A massive new US embassy complex in Lebanon is causing controversy for its sheer size and opulence in a country where nearly 80% of the population is under the poverty line.
Located some 13 kilometers (about 8 miles) from the center of Beirut and built on the site of the current embassy, the US’ new compound in Lebanon looks like a city of its own.
Sprawling over a 43-acre site, the complex in the Beirut suburb of Awkar is almost two-and-a-half times the size of the land the White House sits on and more than 21 soccer fields.
Many Lebanese on Twitter questioned why the US needs such a large embassy in their capital. Lebanon is smaller than Connecticut and has a population of just six million. Few American tourists go to the country as the State Department has placed it on the third highest travel advisory level, but it does have a sizeable population of Lebanese American residents.
“Did the US move to Lebanon??” tweeted Sandy, a social media activist.
“Maybe you’ll have enough room to work on all those pending visa applications,” tweeted Abed A. Ayoub, national executive director of the American-Arab Anti-Discrimination Committee, responding to the grandiosity of the new complex.
Computer-generated images published by the embassy show an ultra-modern compound, hosting multi-story buildings with high glass windows, recreational areas, and a swimming pool surrounded by greenery and views of the Lebanese capital. The compound includes a chancery, representational and staff housing, facilities for the community and associated support facilities, according to the project’s website.
From the pandemic to the 2020 Beirut blast, Lebanon has been assailed by a number of crises that have left its economy in ruins. Many Lebanese are unable to afford basic commodities, including food, medicine and electricity.
“Let them eat concrete,” another user tweeted.
Plans for the embassy complex were announced in 2015 and it is reported to have cost $1 billion.
Its construction is overseen by the Bureau of Overseas Buildings Operations (OBO), which supervised the building of a number of other US embassies around the world.

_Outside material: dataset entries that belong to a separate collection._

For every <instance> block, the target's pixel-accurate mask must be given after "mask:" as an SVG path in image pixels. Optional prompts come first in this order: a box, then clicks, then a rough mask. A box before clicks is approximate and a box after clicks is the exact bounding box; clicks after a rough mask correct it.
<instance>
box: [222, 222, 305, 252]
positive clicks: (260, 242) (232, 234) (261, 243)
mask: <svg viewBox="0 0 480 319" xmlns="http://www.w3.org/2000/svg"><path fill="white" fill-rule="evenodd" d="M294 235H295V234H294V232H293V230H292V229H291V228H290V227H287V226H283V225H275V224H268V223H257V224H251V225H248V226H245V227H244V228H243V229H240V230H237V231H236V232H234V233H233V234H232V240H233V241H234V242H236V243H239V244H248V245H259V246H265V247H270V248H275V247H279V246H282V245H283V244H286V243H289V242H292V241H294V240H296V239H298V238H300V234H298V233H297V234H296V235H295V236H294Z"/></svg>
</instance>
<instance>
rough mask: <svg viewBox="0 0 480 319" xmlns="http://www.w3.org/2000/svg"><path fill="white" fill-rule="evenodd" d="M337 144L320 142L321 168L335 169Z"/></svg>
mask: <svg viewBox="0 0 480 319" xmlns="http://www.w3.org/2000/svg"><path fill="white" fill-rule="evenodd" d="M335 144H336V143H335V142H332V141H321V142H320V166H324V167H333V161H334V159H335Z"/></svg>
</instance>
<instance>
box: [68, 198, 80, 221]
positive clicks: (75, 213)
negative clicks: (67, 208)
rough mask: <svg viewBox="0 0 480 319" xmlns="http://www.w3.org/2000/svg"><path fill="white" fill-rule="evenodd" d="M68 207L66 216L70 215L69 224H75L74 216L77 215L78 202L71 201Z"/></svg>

The US has had a turbulent history with Lebanon. It is the home of Iran-backed Hezbollah, the most powerful group in the country, but has nonetheless enjoyed friendly relations with the US.
Last month marked 40 years since the 1983 bombing of the American embassy in Beirut, which killed 63 people, including 52 Lebanese and embassy employees. In October that year, a bomb struck barracks in Beirut housing American and French peacekeepers, killing 299 people.